The ET dismissed his claims when considering both comparators.

When looking at the first comparator, the ET outlined that being on shared parental leave was materially different to a woman on maternity leave. Although the ET accepted that between the claimant and the second comparator there were more comparisons, and addressed five specific points put forward by the claimant, it ultimately held that the positions were not materially the same; meaning the claim had to fail.

The claimant appealed to the EAT against the rejection of the second comparator, but this was dismissed, too. The claimant argued that as the purpose of both forms of leave was to facilitate childcare, a comparison should be possible for the purposes of the law.

The EAT found that that the purposes of adoption leave went beyond childcare. As outlined in the Adoption and Children Act 2006, adoption leave is important for the forming of a parental bond following the placement, and as such was different to the position of SPL.

The EAT went on to evaluate the five material differences that the claimant had put before the original ET, which had been dismissed, to see if the lower court had erred in its ruling. Their conclusions were as follows.

The claimant had argued that neither of the forms of leave were compulsory, which the ET had disagreed with, finding that adoption leave was compulsory. However, the EAT concluded that it was not actually compulsory, meaning the ET had erred here.

The ET had found the fact that adoption leave could commence before the placement, but shared parental leave could not, which meant the two forms of leave were not comparable. The claimant had disputed this, saying that the fact adoption leave could commence fourteen days earlier than shared parental leave was not significant in the context of leave that could last 52 weeks. However, the EAT agreed with the reasoning of the ET.

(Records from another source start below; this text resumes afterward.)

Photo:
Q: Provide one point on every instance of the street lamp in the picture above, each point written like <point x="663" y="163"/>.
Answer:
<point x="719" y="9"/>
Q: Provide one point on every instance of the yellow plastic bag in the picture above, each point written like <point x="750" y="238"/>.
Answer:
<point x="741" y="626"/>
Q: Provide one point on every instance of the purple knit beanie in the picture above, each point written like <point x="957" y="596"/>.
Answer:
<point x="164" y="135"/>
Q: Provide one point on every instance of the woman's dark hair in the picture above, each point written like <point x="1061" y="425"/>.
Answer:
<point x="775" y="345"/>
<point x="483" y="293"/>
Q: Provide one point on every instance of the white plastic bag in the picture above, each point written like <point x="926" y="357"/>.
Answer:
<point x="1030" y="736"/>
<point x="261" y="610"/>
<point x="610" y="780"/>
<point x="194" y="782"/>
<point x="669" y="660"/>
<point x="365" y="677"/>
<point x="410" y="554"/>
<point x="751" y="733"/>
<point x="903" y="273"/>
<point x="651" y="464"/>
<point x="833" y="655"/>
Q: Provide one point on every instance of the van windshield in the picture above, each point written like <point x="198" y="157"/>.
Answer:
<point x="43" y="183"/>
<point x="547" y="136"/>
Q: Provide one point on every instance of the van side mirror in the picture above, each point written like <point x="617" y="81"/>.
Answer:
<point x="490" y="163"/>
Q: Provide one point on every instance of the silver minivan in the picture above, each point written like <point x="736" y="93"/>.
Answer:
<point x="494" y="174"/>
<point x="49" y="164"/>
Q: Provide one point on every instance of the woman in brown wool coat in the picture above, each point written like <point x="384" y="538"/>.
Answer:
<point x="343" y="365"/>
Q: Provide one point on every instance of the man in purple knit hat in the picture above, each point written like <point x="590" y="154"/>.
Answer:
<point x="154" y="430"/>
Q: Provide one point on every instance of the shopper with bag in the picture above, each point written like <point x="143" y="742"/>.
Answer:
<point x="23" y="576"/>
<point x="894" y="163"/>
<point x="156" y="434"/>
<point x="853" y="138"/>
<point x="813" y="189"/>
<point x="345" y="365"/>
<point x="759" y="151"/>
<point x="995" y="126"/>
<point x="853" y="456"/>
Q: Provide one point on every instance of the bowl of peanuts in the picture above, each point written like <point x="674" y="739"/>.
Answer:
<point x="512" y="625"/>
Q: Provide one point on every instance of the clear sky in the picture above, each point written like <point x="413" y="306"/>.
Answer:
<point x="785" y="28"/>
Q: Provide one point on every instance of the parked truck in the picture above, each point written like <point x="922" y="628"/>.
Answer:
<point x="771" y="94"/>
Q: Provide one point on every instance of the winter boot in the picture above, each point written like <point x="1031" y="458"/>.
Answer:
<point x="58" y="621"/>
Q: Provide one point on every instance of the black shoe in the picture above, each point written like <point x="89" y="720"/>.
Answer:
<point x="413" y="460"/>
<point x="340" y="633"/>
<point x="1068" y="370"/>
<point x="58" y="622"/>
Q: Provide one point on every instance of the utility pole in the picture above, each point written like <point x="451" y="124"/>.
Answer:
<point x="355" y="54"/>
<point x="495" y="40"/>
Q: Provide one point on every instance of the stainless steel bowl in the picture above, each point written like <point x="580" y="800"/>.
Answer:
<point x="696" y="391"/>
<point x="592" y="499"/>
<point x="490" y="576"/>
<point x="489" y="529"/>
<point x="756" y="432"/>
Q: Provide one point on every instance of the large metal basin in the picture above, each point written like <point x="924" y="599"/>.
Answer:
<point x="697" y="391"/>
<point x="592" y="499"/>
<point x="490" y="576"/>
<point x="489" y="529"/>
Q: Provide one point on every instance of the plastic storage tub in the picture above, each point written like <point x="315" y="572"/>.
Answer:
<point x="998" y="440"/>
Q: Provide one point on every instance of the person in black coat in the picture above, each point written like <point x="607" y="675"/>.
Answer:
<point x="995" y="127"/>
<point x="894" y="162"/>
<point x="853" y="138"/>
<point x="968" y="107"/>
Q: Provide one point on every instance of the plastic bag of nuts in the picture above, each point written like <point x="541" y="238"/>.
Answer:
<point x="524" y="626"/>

The ET had found that adoption leave was an immediate entitlement upon the child’s placement, but shared parental leave was not. The EAT also agreed with this.

The claimant argued that as shared parental leave could only be taken with one partner’s agreement to give up maternity leave it was comparable to adoption leave where one partner has to agree to be the ‘main adopter’. However, the EAT found this argument problematic; a parent deciding not to be the ‘main adopter’ should not be seen as giving up an entitlement.

The ET had also found that the two forms of leave work differently, with the aim of giving parents greater choice when it comes to childcare. The EAT agreed. 


 

Featured in the July/August 2021 issue of Professional in Payroll, Pensions and Reward. Correct at time of publication.